После ухода начальника и Марвина, когда стихает грохот запираемой двери, Коди, озираясь в своей камере, бормочет:
– Мое имущество…
Сев на край койки, он вытряхивает из полученного от Пакстона пузырька две таблетки и выбрасывает их за решетку.
Тянутся минуты, в отсеке становится все тише. Коди пробует читать книжку, но ему трудно сосредоточиться. Он садится на пол, медленно, тяжело дышит, пытается медитировать.
При новом звуке зуммера он гадает, кто пожалует теперь.
Подобно призраку, совершенно бесшумно, появляется откуда-то и замирает у решетки падре.

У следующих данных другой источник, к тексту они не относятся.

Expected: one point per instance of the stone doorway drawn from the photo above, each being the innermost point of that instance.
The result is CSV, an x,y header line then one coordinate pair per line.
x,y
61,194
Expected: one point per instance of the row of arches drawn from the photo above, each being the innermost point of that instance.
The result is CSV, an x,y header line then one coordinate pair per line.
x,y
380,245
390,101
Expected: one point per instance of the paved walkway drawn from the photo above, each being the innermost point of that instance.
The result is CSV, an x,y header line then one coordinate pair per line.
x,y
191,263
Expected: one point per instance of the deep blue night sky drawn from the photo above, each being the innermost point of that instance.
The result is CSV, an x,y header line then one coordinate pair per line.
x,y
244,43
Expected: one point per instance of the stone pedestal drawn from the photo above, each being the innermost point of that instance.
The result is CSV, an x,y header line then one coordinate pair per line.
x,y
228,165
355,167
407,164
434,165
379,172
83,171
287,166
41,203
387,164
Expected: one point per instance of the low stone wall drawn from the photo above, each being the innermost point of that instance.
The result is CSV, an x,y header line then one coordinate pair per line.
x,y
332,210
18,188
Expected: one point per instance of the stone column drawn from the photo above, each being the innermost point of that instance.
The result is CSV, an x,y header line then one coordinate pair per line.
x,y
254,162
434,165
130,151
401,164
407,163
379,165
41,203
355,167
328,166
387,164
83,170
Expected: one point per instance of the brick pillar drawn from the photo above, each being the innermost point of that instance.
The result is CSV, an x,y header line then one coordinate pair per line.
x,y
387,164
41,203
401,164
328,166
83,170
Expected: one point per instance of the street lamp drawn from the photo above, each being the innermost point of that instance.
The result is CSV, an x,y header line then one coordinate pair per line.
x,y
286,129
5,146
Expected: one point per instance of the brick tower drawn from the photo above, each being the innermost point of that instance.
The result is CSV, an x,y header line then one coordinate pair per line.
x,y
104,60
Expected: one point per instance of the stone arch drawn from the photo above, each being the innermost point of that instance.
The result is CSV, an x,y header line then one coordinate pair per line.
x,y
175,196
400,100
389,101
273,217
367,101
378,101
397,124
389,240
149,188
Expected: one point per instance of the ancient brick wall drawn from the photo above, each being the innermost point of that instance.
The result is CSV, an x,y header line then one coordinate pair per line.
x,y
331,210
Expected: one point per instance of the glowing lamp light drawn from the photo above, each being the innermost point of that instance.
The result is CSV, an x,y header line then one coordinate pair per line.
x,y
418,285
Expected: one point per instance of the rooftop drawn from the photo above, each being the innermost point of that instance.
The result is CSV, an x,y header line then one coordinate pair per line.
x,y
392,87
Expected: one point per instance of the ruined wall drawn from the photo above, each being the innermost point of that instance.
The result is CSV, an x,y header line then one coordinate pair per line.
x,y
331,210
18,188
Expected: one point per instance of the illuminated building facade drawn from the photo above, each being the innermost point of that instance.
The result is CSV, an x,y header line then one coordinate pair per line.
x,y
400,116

На нем, как всегда, остроносые ботинки на каблуках, добавляющих дюйм-другой к его тщедушной фигуре, и настолько выцветшие старые джинсы, что их не надел бы и самый последний студент-первокурсник. Но от пояса и выше он безупречен: черная рубашка, белый воротничок. Первое июня, за толстыми стенами начало лета, но еще прохладно, поэтому на падре иссиня-черный блейзер.

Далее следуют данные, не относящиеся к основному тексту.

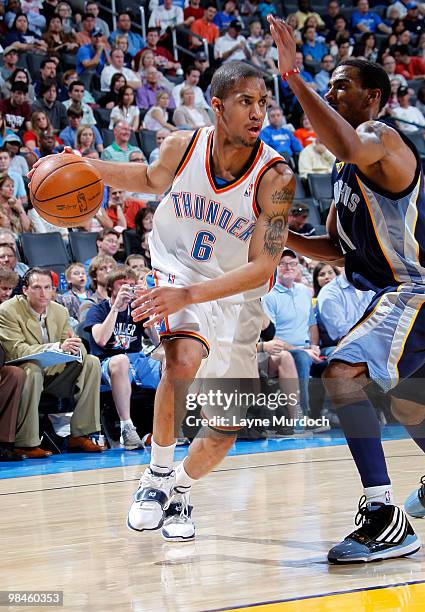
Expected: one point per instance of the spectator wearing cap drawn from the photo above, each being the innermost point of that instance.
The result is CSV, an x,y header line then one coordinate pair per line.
x,y
88,25
389,64
48,74
117,67
202,64
312,47
49,103
76,92
164,61
279,137
10,60
92,57
120,149
232,46
147,94
100,24
18,183
406,112
205,27
8,237
315,159
412,22
16,109
192,76
166,16
229,13
4,131
364,20
297,220
47,144
289,306
12,143
24,39
410,67
135,42
193,12
304,12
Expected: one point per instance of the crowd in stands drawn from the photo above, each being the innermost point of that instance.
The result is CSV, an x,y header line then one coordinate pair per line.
x,y
69,78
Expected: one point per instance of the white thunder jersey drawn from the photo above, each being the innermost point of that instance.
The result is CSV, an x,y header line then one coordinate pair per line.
x,y
202,230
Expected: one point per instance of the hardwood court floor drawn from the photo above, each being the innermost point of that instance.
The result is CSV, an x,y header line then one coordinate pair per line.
x,y
264,524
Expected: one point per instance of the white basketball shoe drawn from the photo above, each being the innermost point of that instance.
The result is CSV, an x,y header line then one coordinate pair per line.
x,y
178,525
151,498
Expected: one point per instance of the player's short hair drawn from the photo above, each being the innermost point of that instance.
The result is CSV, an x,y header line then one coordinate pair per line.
x,y
372,76
119,274
227,77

Он – священник-пенсионер, уже десятилетие окормляющий заключенных. Забредая в отсек для смертников, он стоит в коридоре и шепчется через решетку с теми немногими, кто не против с ним беседовать. Большинство не хочет. Приговоренные чаще всего уже ни во что не верят, виня Бога гораздо больше, чем Он того заслуживает.
Правила разрешают капеллану сидеть с приговоренным последний час, прежде чем того пристегнут к койке, поэтому теоретически он – последний собеседник смертника. Примерно половина приговоренных перед самой казнью соглашаются на покаяние и на просьбу о прощении. Некоторым просто хочется с кем-нибудь поговорить. И лишь совсем немногие отказываются от этого ритуала.
– Как ты, Коди? – тихо спрашивает капеллан.
Коди встает и с улыбкой идет к двери.
– Здравствуйте, падре. Спасибо, что заглянули.
Святой отец, пастор, преподобный, проповедник – как только его ни называли, но прижилось обращение «падре», и все из-за Фредди Гомеса. Несмотря на то что совершал убийства, он был верующим католиком и при любой возможности подзывал священника для тихой молитвы. Они с падре сильно сблизились. Фредди все любили, его казнь стала для всех в отсеке потрясе– нием.
– Как ты, дружище?
– Прилично, учитывая обстоятельства. Только что ушел мой адвокат, он сказал, что мы расстреляли все патроны.
– Мне очень жаль, Коди. Такого никто не заслуживает.
– Я спокоен, падре, честное слово. Если бы мне предоставили выбор – прожить в этой дыре еще сорок лет или согласиться на иглу, – то я бы без раздумий выбрал второе. Но думаю, выбор за меня сделал кто-то другой.
– Понимаю, Коди. Хочешь, я посижу с тобой в комнате ожидания?
– Вообще-то нет, падре. Лучше я останусь один.